Tuesday, June 16, 2009

Revolutions Update

The power of nonviolent protest is that, when the world is watching it makes the violence of the oppressors a self-indictment. Dignity vs. the cowardice of state brutality, in the streets, where everyone can see. Gandhi invented it, Dr. King imported it, the Palestinians have yet to learn it, and the Iranian citizens peacefully, even silently protesting their government's blatant fascism, have somehow organized without normal electronic media enough to be using it:
What I saw today was the most elegant scene I had ever witnessed in my life. The huge number of people were marching hand in hand in full peace. Silence. Silence was everywhere. There was no slogan. No violence. Hands were up in victory sign with green ribbons. People carried placards which read: Silence. Old and young, man and woman of all social groups were marching cheerfully. This was a magnificent show of solidarity. Enghelab Street which is the widest avenue in Tehran was full of people. I was told that the march has begun in Ferdowsi Sq. and the end of the march was now in Imam Hossein Sq. to the further east of Tehran while on the other end people had already gathered in Azadi Sq.

The length of this street is about 6 kilometers. The estimate is about 2 million people [Cole: Western press reporting was up to 500,000 people]. On the way, we passed a police department and a militia (Baseej) base. In both places, the doors were closed and we could see fully-armed riot police and militia watching the people from behind the fences. Near Sharif University of Technology where the students had chased away Ahmadinejad a few days ago, Mirhossein Mousavi (the reformist elect president) and Karrubi (the other reformist candidate spoke to people for a few minutes which was received by cries of praise and applause.

I felt proud to find myself among such a huge number of passionate people who were showing the most reasonable act of protest.
Protesting like this:



There's beatings and killings and round ups and purges happening all over -- on campuses, with human rights groups, even singers. The Revolutionary Guard and Basij irregular thugs -- all the 1979 Revolution paramilitary groups -- are the fascist forces, whereas some police are having their guns taken by the government and the army is supposedly neutral. But there's also internal rifts emerging at the highest levels.

The two big stories thus far are the society rising up en mass and across many different demographic lines in nonviolent protest, and how new social media technology has both publicized and organized the civil movement.

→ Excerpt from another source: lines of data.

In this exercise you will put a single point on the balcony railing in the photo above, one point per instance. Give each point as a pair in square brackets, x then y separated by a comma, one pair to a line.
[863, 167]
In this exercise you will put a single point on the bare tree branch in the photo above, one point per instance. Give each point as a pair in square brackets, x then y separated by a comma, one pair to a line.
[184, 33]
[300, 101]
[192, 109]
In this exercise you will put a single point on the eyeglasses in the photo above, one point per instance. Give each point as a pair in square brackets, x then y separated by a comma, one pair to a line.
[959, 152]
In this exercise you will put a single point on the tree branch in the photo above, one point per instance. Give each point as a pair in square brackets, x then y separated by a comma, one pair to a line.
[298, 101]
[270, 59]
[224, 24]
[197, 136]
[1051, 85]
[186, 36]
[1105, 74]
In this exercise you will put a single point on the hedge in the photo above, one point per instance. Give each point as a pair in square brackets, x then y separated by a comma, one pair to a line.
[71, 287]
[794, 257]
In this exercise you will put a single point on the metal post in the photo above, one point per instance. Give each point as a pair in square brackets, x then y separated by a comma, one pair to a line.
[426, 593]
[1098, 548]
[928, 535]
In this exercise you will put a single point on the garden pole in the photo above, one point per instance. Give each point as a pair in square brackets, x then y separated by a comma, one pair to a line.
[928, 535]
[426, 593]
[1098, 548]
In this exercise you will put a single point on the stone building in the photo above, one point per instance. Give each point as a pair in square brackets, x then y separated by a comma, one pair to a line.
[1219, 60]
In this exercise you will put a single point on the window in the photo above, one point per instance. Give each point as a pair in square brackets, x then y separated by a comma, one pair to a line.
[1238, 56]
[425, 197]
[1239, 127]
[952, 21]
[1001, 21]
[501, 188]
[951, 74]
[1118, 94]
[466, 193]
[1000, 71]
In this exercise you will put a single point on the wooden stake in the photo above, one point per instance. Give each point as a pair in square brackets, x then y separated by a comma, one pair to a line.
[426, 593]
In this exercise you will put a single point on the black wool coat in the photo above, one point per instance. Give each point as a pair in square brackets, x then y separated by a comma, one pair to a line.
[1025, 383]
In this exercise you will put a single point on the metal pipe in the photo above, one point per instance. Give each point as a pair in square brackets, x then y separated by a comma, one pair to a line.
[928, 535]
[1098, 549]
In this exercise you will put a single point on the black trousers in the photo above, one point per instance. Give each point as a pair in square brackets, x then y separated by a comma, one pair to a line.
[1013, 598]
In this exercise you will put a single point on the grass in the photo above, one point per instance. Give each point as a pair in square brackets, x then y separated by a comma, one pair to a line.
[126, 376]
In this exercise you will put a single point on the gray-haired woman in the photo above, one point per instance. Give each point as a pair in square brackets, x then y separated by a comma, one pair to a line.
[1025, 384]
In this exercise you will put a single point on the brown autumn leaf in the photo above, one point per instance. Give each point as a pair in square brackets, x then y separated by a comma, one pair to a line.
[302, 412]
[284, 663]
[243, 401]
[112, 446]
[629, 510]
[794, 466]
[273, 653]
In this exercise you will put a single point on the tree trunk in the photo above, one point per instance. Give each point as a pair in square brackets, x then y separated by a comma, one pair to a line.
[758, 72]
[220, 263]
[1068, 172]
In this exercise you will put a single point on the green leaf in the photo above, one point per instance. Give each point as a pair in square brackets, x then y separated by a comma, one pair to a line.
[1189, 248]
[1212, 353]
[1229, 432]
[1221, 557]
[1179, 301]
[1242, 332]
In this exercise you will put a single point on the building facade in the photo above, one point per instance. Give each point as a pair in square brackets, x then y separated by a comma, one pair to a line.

Per NYU Professor Clay Shirky, this is the tipping point:

What do you make of what's going on in Iran right now.
I'm always a little reticent to draw lessons from things still unfolding, but it seems pretty clear that ... this is it. The big one. This is the first revolution that has been catapulted onto a global stage and transformed by social media. I've been thinking a lot about the Chicago demonstrations of 1968 where they chanted "the whole world is watching." Really, that wasn't true then. But this time it's true ... and people throughout the world are not only listening but responding. They're engaging with individual participants, they're passing on their messages to their friends, and they're even providing detailed instructions to enable web proxies allowing Internet access that the authorities can't immediately censor. That kind of participation is reallly extraordinary.

Which services have caused the greatest impact? Blogs? Facebook? Twitter?
It's Twitter. One thing that Evan (Williams) and Biz (Stone) did absolutely right is that they made Twitter so simple and so open that it's easier to integrate and harder to control than any other tool. At the time, I'm sure it wasn't conceived as anything other than a smart engineering choice. But it's had global consequences. Twitter is shareable and open and participatory in a way that Facebook's model prevents. So far, despite a massive effort, the authorities have found no way to shut it down, and now there are literally thousands of people aorund the world who've made it their business to help keep it open.

And on the news media of yore:

There was fury on Twitter against CNN for not adequately covering the situation. Was that justified?
In a way it wasn't. I'm sure that for the majority of the country, events in Iran are not of grave interest, even if those desperate for CNN's Iran info couldn't get access to it. That push model of one message for all is an incredibly crappy way of linking supply and demand.

CNN has the same problem this decade that Time magazine had last decade. They simultaneously want to appeal to middle America and leading influencers. Reaching multiple audiences is increasingly difficult. The people who are hungry for info on events of global significance are used to instinctively switching on CNN. But they are realizing that that reflex doesn't serve them very well anymore, and that can't be good for CNN.

Lose the influentials, watch the rest erode away.

Just ask MySpace.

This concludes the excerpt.